時論公論 「習近平主席 権力独占か?」加藤青延解説委員

放送日 2016年10月28日(金) 23:55~ 0:05
放送局 NHK総合大阪

番組概要

オープニング (その他)
23:55~

オープニング映像。

ニュース (ニュース)
23:55~

中国共産党の重要会議で、習近平国家主席に対して絶対権力者を意味する党の核心と初めて位置づける初めてのコミュニティが採択された。今夜は習近平国家主席への権力集中や権力独占の動きが一層加速することになるのかを考える。今回の中国共産党の6中全会で最も注目されたのは、習近平国家主席の立場を表す枕詞が格上げになったこと。習近平国家主席はわずか4年で長期に渡り業績を積み上げてきた大物指導者と肩を並べる地位に上り詰めた。では、党の核心と認められたことでその立場はどう変わるのか。これまでは党中央の総書記として取りまとめ役だったが、党中央の核心と位置づけられたことで絶対権力と考えられてきた。人民日報は社説で、党・軍・人民の願いを反映したもので党と国家の根本利益となるものだ、などとしている。今回の6中全会は、退役軍人が大規模抗議を行うなどの抵抗勢力とのせめぎ合いの中で開かれた。

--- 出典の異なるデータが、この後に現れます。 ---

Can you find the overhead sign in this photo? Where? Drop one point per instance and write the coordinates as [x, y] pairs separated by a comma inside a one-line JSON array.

では、習近平国家主席は今回の6中全会を有利に取り仕切ろうとしたのか。今回のテーマにその作戦が込められていたという。今回のテーマは「厳格な党内統治と監督」だった。会議では「党内政治生活の準則」と「党内監督条例」の2つを決めた。これらの方針が、習近平国家主席の政策に抵抗や反発をしてきた人達を牽制するなどの道具になったと見ることも出来る。今後、習近平国家主席は絶対的な権力者として中国に君臨することになるのか。実は6中全会のコミュニケには、「党内民主は等の生命」「党内民主の抑圧は不可」など習近平氏が独裁者のように暴走することへの歯止めも書き込まれている。今回のコミュニケには、習近平主席への権力集中について、アクセルとブレーキを同じに踏むような内容が盛り込まれている。加藤青延は、中国共産党が今後どのような方向に進むかについて、来年の党大会に向けて今後注目スべき3つの点を挙げる。習主席の任期延長、李克強首相の地位は安泰といえるのか、対外政策は強硬になるのか。習近平主席としては来年の党大会に向けて新たな最高指導部に加わるメンバーの中に少しでも多く自分の息の掛かった指導者を集めようとするだろう。来年の党大会に向けて党内の権力争いはいよいよ最終ラウンドに入ったといえるのではないか。

キーワード
中国共産党
習近平国家主席
北京(中国)
人民日報
6中全会

エンディング (その他)
00:04~

エンディング映像。解説内容を掲載している解説委員室ホームページのURLと、NHKオンデマンドの告知テロップが表示された。